Sosyal koşulların sağlık üzerindeki etkileri, sağlığı teşvik etmeyi amaçlayan müdahaleler ile kısmen dengelenebilmektedir. Halk sağlığı koşulları kavramının genişletilmesi; örneğin, iyileştirilmiş sanitasyon veya verimli ve etkili bir şekilde kullanılan kaliteli birinci ve ikinci basamak sağlık hizmetleri yoluyla herkesin kullanımına sunulmasını amaçlamaktadır. Hastalığı veya komplikasyonlarını önlemeye yönelik yaklaşımlar, Londra’daki kolera salgınını durdurmak için Broad Street pompa kolunun çıkarılması veya Goldberger’in pellagra üzerindeki çalışmasında olduğu gibi diyetlerin değiştirilmesi gibi çevrede fiziksel değişiklikler gerekebilmektedir. Halk sağlığının büyük başarılarında düşük teknolojiye sahip uygulamalar olmasına karşın, çok ciddi sağlık kazanımları elde edilmesine imkan sağlamasıdır. Bazı örnekler arasında DDT kullanımından kaçınmak, oral rehidrasyon çözümleri, peptik ülser tedavisi, obeziteyi azaltmak için egzersiz ve diyet, hastanelerde el yıkama, hijyen uygulamaları, HIV ve kanser dahil cinsel yolla bulaşan enfeksiyonların önlenmesi için sağlık eğitimi gibi konular yer almaktadır.
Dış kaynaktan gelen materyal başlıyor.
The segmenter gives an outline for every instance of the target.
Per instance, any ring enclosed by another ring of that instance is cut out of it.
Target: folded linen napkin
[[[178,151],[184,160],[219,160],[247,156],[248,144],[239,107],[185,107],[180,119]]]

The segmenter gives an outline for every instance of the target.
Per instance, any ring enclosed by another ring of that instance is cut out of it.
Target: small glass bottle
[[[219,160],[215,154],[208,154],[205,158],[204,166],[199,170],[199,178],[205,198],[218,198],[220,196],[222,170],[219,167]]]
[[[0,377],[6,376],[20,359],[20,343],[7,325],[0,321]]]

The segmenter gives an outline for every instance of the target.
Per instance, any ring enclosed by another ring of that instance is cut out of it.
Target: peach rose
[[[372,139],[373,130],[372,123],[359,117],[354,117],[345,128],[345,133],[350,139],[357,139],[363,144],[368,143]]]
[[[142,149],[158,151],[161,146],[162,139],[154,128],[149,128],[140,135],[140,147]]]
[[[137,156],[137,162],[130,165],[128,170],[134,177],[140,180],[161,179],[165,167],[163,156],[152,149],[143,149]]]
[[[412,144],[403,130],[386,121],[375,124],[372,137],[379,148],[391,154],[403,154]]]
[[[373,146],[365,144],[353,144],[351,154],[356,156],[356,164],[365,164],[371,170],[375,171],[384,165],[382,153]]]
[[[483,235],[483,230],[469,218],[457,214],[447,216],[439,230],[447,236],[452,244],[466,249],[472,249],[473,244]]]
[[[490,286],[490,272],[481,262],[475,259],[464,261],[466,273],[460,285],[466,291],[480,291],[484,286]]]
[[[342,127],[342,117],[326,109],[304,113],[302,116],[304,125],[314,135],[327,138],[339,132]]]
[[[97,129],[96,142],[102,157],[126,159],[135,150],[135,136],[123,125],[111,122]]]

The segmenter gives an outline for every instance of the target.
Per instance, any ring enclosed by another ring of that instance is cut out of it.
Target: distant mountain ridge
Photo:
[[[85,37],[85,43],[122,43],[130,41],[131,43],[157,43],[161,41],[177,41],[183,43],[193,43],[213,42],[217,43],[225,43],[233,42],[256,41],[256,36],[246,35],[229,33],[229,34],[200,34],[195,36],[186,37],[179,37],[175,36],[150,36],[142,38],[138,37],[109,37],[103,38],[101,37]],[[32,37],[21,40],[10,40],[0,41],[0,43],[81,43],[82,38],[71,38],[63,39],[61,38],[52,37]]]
İstihdam, sosyal güvenlik, kadın eğitimi, rekreasyon, aile geliri, yaşam maliyeti, barınma ve evsizlik açısından toplumsal bağlam, bir nüfusun sağlık durumu ile ilgilidir. Zengin bir ülkede gelir dağılımı, üst ve alt sosyoekonomik gruplar arasında sağlık durumunu etkileyen geniş bir boşluk bırakabilir. Medya, neyin yayımlanacağını ve topluma bilgi sunulacağı bağlamı seçerek halkın sağlık sorunlarına ilişkin algısını etkileme konusunda büyük bir güce sahiptir. Modern medya, bir bireyin bazı sağlık sorunlarının riskini abartma eğilimini etkileyebilirken, diğerlerine yönelik riski küçümseyerek sonuçta sağlık tercihlerini etkileyebilir.